Falta de grana mata o amor porque ele perece diante da falta de horizontes

Luiz Felipe Pondé*
Ilustração Luiz Felipe Pondé de 30.jan.2017
O feto tem preço? Sim, tem. E, enquanto você não 
descobriu o seu preço, ainda não pensou
 a fundo no tema. 

Algum tempo atrás, nesta coluna, escrevi que hoje em dia é difícil saber separar afeto de grana (referia-me especificamente ao amor entre pais e filhos, mas o tema vai além disso, tocando o amor romântico também). Recebi alguns e-mails de leitoras revoltadas dizendo que era um absurdo eu não ser capaz de separar amor e grana. Eu já acho o contrário. Enquanto não pensarmos claramente no quanto amor e grana se misturam, não veremos nenhuma fronteira entre os dois. 

Em nossa época, mentiras viraram moeda de troca no mercado do pensamento público. Agradar aos outros é métrica de valor. Eu não jogo esse jogo. 

Devemos escapar da armadilha comum de pensar que assumir um preço para o afeto implica ser uma pessoa interesseira. Claro que esse caso óbvio também existe. Penso em pessoas motivadas pelo afeto mesmo e que, tristemente, às vezes, se batem com o limite material delas. Não era outra coisa que o grande Nelson Rodrigues tinha em mente quando dizia que dinheiro compra até amor verdadeiro. 

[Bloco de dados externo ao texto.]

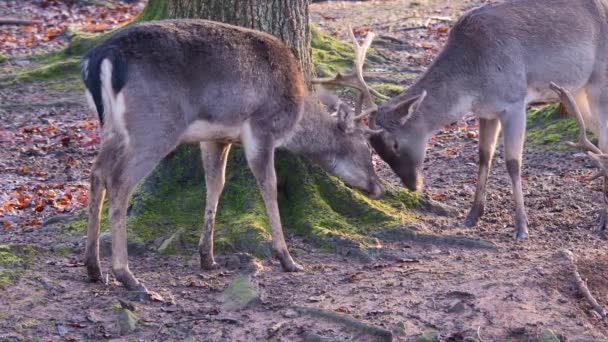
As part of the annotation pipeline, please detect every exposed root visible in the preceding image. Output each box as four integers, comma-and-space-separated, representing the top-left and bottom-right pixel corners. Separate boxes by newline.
376, 227, 497, 250
561, 249, 606, 318
294, 306, 393, 342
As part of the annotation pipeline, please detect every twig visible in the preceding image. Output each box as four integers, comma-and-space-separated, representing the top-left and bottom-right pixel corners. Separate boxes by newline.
561, 249, 606, 318
294, 306, 393, 342
166, 315, 241, 331
395, 25, 429, 32
0, 18, 42, 25
477, 325, 484, 342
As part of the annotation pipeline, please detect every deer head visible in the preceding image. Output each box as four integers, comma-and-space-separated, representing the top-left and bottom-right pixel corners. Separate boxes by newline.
312, 27, 384, 197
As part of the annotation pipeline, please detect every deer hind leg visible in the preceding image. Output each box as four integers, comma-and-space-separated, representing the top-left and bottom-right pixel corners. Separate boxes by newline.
464, 119, 500, 227
241, 126, 303, 272
577, 84, 608, 232
501, 103, 528, 240
84, 154, 106, 282
198, 142, 230, 270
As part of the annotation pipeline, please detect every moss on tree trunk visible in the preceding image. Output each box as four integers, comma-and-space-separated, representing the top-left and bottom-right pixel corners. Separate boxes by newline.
61, 0, 418, 256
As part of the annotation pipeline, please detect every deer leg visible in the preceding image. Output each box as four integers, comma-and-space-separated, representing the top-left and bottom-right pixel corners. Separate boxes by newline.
198, 142, 230, 270
501, 104, 528, 241
464, 119, 500, 228
241, 128, 303, 272
106, 148, 167, 300
84, 164, 106, 282
576, 86, 608, 232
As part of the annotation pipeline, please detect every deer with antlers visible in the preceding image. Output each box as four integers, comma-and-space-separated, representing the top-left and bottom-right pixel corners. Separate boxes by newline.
370, 0, 608, 240
82, 20, 383, 294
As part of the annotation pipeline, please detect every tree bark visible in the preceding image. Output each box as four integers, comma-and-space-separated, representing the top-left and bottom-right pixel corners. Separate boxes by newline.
124, 0, 417, 256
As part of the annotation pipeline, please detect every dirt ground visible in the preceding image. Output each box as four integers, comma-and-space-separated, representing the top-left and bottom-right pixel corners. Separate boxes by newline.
0, 0, 608, 341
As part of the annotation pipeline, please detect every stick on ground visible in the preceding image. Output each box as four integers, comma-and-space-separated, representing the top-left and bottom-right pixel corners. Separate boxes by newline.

O fato é que grana é um potencializador da vida. Com ela você pode criar um ambiente no qual confiança, bem-estar e um forte sentimento de muitas perspectivas se abrem diante de você. Onde bons sentimentos nascem? Num final de semana prolongado em Roma ou no trânsito de oito horas para Praia Grande? 

Grana cria horizontes no quais você se desenvolve e pode sonhar com melhores modelos de você mesmo. Grana dá a você a chance de ser generoso, ousado, seguro de si mesmo. No caso das meninas se dá a mesma coisa. 

Acrescentaria que no caso das meninas existe também um delicado sentimento (às vezes enterrado no mais fundo do cotidiano) de que, se alguém te dá uma bijuteria no lugar de uma joia, você se sente uma bijuteria, e não uma joia. E, em alguma medida, com razão. Porque o preço de uma joia representa o valor investido na mulher para quem você dá essa joia. 

Homens, que na maioria das vezes ganham mais e são mais escravos da obrigação do sucesso material, se sentem investidos de amor pela mulher quando ela demonstra serem eles a sua prioridade. Quando ela reconhece potência em tudo o que eles fazem –o que não significa só ganhar dinheiro. 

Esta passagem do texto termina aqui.